HC Deb 23 February 1983 vol 37 c452W
Mr. Ralph Howell

asked the Minister of Agriculture, Fisheries and Food if he will compare the forms and value of agricultural support for wheat producers in (a) Great Britain, (b) the European Economic Community and (c) the United States of America.

Mr. Buchanan-Smith

Under the Community system, which is operated in Great Britain, wheat producers obtain their returns entirely from the market. Market prices are supported by levies which bring the price of imports up to a minimum threshold level; by intervention buying operated throughout the year for feedgrain and, usually, at a rather higher price level—the reference price—for wheat of breadmaking quality during part of the season; and by export refunds, to enable surplus grain to be exported on to the world market.
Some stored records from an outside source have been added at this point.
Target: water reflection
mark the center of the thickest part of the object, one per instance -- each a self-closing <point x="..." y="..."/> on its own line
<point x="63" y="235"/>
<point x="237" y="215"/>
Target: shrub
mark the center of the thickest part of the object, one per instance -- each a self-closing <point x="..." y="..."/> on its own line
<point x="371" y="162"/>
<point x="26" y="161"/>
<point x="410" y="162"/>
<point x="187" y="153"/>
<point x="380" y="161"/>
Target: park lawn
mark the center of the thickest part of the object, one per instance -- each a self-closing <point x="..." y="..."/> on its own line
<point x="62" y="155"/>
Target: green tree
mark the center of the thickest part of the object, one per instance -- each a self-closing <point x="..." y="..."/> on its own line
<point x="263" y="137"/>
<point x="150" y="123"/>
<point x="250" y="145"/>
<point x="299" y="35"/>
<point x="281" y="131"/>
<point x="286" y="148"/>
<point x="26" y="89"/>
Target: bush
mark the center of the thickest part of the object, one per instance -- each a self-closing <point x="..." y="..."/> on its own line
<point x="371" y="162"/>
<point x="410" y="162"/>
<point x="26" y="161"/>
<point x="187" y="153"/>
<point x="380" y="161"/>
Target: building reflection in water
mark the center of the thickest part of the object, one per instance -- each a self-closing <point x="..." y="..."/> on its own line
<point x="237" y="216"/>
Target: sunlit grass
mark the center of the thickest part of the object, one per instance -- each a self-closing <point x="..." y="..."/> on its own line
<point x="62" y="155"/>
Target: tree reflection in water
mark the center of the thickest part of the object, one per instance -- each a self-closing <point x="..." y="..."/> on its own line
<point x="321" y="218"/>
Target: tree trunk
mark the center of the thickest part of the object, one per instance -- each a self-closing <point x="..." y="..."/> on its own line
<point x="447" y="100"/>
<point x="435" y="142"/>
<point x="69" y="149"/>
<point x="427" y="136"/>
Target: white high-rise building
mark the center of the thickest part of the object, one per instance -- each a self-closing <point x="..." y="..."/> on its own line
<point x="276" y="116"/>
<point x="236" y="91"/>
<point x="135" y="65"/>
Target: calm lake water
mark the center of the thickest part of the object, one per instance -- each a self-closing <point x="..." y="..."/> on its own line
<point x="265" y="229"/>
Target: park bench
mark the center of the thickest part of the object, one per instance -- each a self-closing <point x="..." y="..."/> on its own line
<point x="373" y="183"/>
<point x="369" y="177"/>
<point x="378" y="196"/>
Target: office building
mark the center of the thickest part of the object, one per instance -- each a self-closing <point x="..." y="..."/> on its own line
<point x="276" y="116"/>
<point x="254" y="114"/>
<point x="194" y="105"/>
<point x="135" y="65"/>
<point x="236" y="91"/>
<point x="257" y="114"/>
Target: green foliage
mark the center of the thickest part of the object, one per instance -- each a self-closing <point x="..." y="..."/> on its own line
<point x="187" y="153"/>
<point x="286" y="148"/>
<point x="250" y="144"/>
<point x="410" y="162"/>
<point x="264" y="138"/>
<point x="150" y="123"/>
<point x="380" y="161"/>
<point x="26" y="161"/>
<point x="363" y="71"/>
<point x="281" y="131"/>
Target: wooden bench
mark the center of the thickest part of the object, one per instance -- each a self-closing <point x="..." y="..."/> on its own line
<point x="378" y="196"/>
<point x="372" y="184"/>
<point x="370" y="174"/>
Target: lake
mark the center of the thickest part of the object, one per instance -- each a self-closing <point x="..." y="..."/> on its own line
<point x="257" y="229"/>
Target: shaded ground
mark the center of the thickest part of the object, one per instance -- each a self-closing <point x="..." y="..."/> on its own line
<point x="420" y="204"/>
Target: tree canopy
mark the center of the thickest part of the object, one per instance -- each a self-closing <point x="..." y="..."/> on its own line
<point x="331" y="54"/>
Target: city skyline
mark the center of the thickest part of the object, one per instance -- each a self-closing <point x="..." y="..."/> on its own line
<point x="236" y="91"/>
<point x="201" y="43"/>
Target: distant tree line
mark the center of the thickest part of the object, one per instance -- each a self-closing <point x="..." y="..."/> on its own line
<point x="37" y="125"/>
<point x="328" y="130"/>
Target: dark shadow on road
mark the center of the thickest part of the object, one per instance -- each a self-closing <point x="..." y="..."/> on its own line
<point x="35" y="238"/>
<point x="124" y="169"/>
In the United States the market price is identical with the world price since there are no import levies or export subsidies. However, Government loans are available to producers which they may redeem either from sale proceeds or by delivering the grain to a Government agency: the rate at which these loans are made tends to set a floor to the market since the producers eligible for loans have no incentive to sell their grain for less than the loan plus interest. In addition, producers receive deficiency payments to bridge any gap between the average market price over the first five months of the season, or the loan rate if higher, and a target price. Loans and deficiency payments are normally made only to producers who undertake to restrict the area sown to wheat to a given level. In 1982–83 further inducements, in the form of cash and free grain from Government stocks, are available to producers who make additional reductions in the sown area.